Dr Edoardo Gallo & Alastair Langtry

“In recent years we have seen online social networks become increasingly prominent in political campaigns, and this has coincided with shock election outcomes in several countries” says Dr Edoardo Gallo from the Faculty of Economics. “We think this is partly down to how confirmation bias – people’s tendency to ignore information contrary to their beliefs – affects the way we learn from others. This biased information may induce shock election outcomes, and it can also push fringe media organisations to take even more extreme standpoints. The implications for society as a whole are concerning.”
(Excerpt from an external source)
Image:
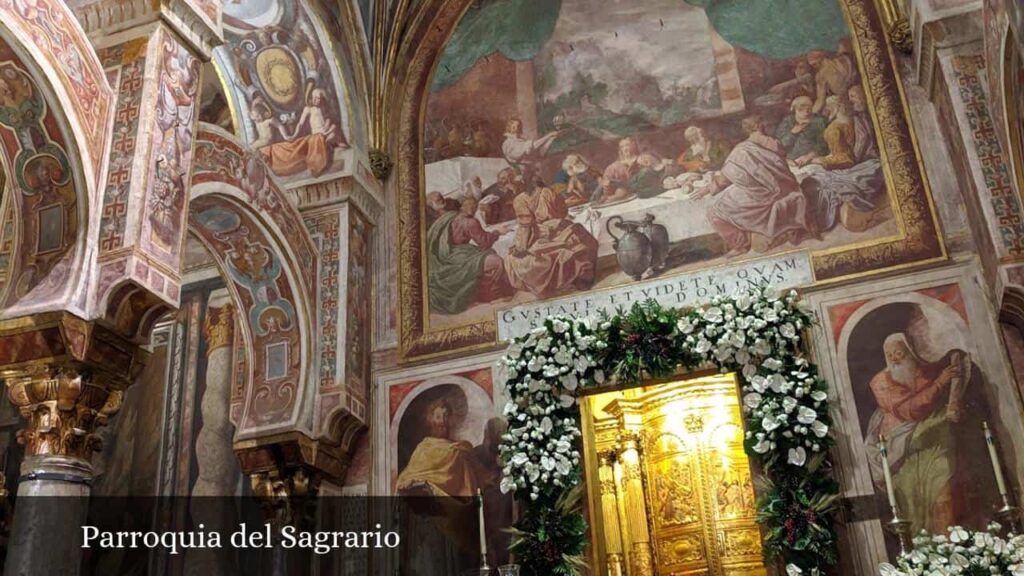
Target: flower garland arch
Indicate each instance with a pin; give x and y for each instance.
(756, 334)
Confirmation bias is a powerful filter on how we process information, and leads us to ignore challenging ideas and opinions we find uncomfortable. “Social media makes it easier than ever to stop listening to someone – you’re never further than one ‘unfollow’ button away from never having to listen to someone again. If an idea makes you uncomfortable, social media will help you filter it out” says Alastair Langtry, a PhD economics researcher at the University of Cambridge.

Their paper, Social networks, confirmation bias and shock elections, explores the effects of confirmation bias on how we learn as a society. It shows that with confirmation bias we will take longer to reach a consensus on any issue, and that who is influential in determining this consensus can change. Additionally, confirmation bias increases polarisation in society during this process – so trying to reach common ground can be more fraught as well as being slower.

In the context of elections, a consequence of these results is that surprise outcomes become more likely. “Swing voters are often crucial in determining an election, and their choices become more unpredictable if they become trapped in an echo chamber” Dr. Gallo says. “Confirmation bias restricts the sources of information they listen to, and can lead them to make the wrong choice. Wrong here means a different choice than they would make if they listened to both sides with an open mind.”

With confirmation bias, it’s easier for some media organisations to take on more extreme standpoints. “Alienating a large number of potential listeners by choosing a very extreme position isn’t so much of a problem if those people would never have been willing to listen to a more moderate position anyway. Fringe media organizations face less competition from more mainstream outlets when confirmation bias is stronger – there are fewer people who might start listening to that fringe organisation if it were a little less extreme” says Alastair.

He adds; “as the US is preparing to vote, one candidate seems to be clearly ahead in the polls. In the world of social media, however, you should never count someone out – confirmation bias could still deliver a shock result.”